TOP PHILOSOPHER FLEW DENIES EXISTENCE OF AN AFTERLIFE 

Antony Flew one of the great philosophers argued for atheism and soon before his death in 2010 brought out the book There is a God in which he advocated what amounts to an argument for a designer God. It falls short of what Christians want to believe in but they still hail him as evidence that their belief is not as silly as many think. The work has implications for belief in such miracles as the creation and others. A miracle is something that nature cannot do. So it is presumed that some God or magical being can do it.

Inflewenza

Flew stated on page 2 that he does not believe in an afterlife.  He does not explain much about it but he does show that arguments for it are wanting.

It is good that Flew tries to weed out a fallacious danger in the thought of many philosophers. This thought claims that we can know nothing for sure in matters of philosophy. It claims it on the grounds that there is always somebody who won't be persuaded or convinced (page 41). They think that there is no way to know that one philosopher is right and another wrong. He reminds us that a proof is still a proof even if people don't accept it. Creating a proof is a different thing to persuading a person that the proof works.

This is very important.  Arguments for God and the afterlife are the top controversies for causing even philosophers to doubt themselves.

As God may not care about us there is no reason to think a God means there is probably an afterlife.

Page 46-47 is where Flew mentions the seeming incompatibility of the existence of evil with God. He mentions the view of Mascall that evil counting against God's goodness may not mean that God and evil are incompatible.

I object to Mascall for the evil is so serious that it does mean evil and a perfect God are incompatible. Mascall would make sense if he was thinking of a scenario where the husband's love for his wife is not diminished or to be questioned because of his small mistakes in his treatment of her. Religion and belief in God, whether they mean to or not, trivialise gross evil.

Suppose you have a suspect for a murder who really is guilty of it. Mascall would say that his good deeds will count against his guilt but will still be compatible with his being guilty.

They are not completely compatible with his guilt. In so far as the good deeds do count against his guilt they are incompatible with it. Just because he really was guilty will not prove that the good deeds did not count against it or were not compatible. There is always some doubt when we give evidence for something. What is important is that the evidence be analysed so well that the doubts will be very much diminished and made unimportant.

A man can be guilty but his good deeds can cast some doubt on his guilt. That is because he is an imperfect man. With God it is different because he is supposed to be all-perfect. A single evil that cannot be called tolerable in any sense or be said to have a purpose disproves God even if there is nothing else but good. God himself set a very high standard in the Bible when he said that a predictor of the future who is speaking for him must make no errors at all. One error entitled the people to reject the prophet for God makes no mistakes. Evils are errors - they are what should not be.

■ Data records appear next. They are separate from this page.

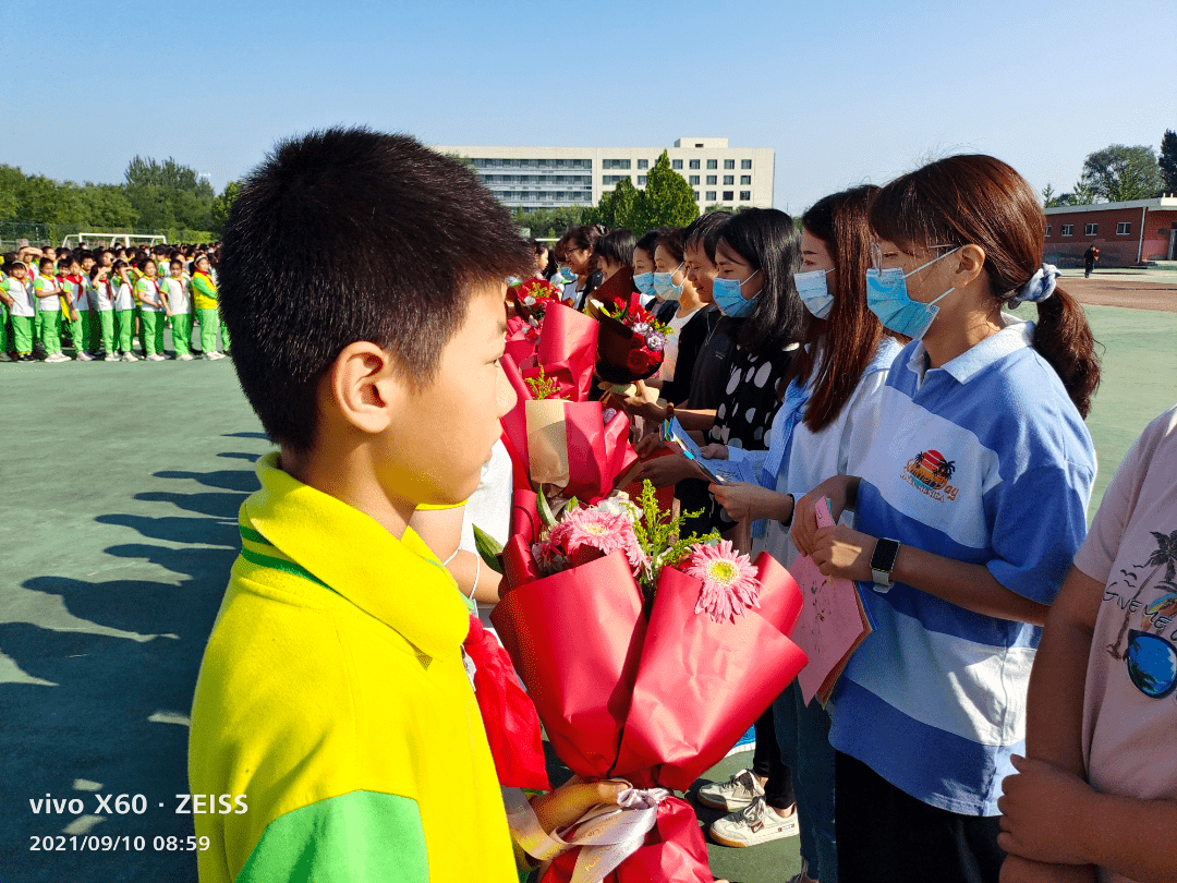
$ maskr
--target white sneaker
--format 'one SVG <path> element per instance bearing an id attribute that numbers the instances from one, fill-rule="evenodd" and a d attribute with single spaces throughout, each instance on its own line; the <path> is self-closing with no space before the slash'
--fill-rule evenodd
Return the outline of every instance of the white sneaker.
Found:
<path id="1" fill-rule="evenodd" d="M 711 838 L 725 847 L 754 847 L 784 837 L 796 837 L 800 832 L 797 811 L 779 816 L 777 811 L 757 797 L 747 806 L 711 823 Z"/>
<path id="2" fill-rule="evenodd" d="M 729 812 L 744 809 L 757 797 L 764 797 L 764 788 L 752 770 L 740 770 L 726 782 L 712 782 L 699 789 L 699 803 Z"/>

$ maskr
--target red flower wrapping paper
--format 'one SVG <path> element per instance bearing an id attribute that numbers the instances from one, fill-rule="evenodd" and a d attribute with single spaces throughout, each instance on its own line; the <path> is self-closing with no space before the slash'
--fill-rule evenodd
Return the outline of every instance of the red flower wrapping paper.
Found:
<path id="1" fill-rule="evenodd" d="M 511 657 L 477 616 L 463 644 L 474 663 L 474 698 L 486 725 L 486 741 L 494 771 L 504 788 L 551 791 L 539 717 L 527 693 L 516 680 Z"/>
<path id="2" fill-rule="evenodd" d="M 586 778 L 685 790 L 804 666 L 787 637 L 802 608 L 797 584 L 762 553 L 759 609 L 717 623 L 694 612 L 700 583 L 666 567 L 647 620 L 620 552 L 537 578 L 534 497 L 516 502 L 504 550 L 508 587 L 491 618 L 553 749 Z M 684 811 L 666 804 L 667 814 Z M 543 883 L 570 881 L 577 851 L 557 859 Z M 693 811 L 670 836 L 659 815 L 645 845 L 606 879 L 710 881 Z"/>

To say that evil may fit the love of God is self-eliminating for you may as well say it does not.   It is not an argument but just speech.  So you cannot say that we probably live on for you cannot say there is probably a good God to help us live on.  Besides, a God may care about his creatures but he may hold that as long as he makes a new creature when you die he is under no obligation to give you an afterlife. 

The whole way death is set up is like you are a computer that has broken down forever.  Why would God preserve your soul?  If your computer breaks you recycle it.  What physically happens is just what happens.  It does not have a soul to survive in.  God is a liar if you live on.  And if you did an all-powerful God can look after you without resurrecting your body.

Flew was a Deist and a Deist denies that God is about us.  Thus an afterlife is just wishful thinking if Deism is right.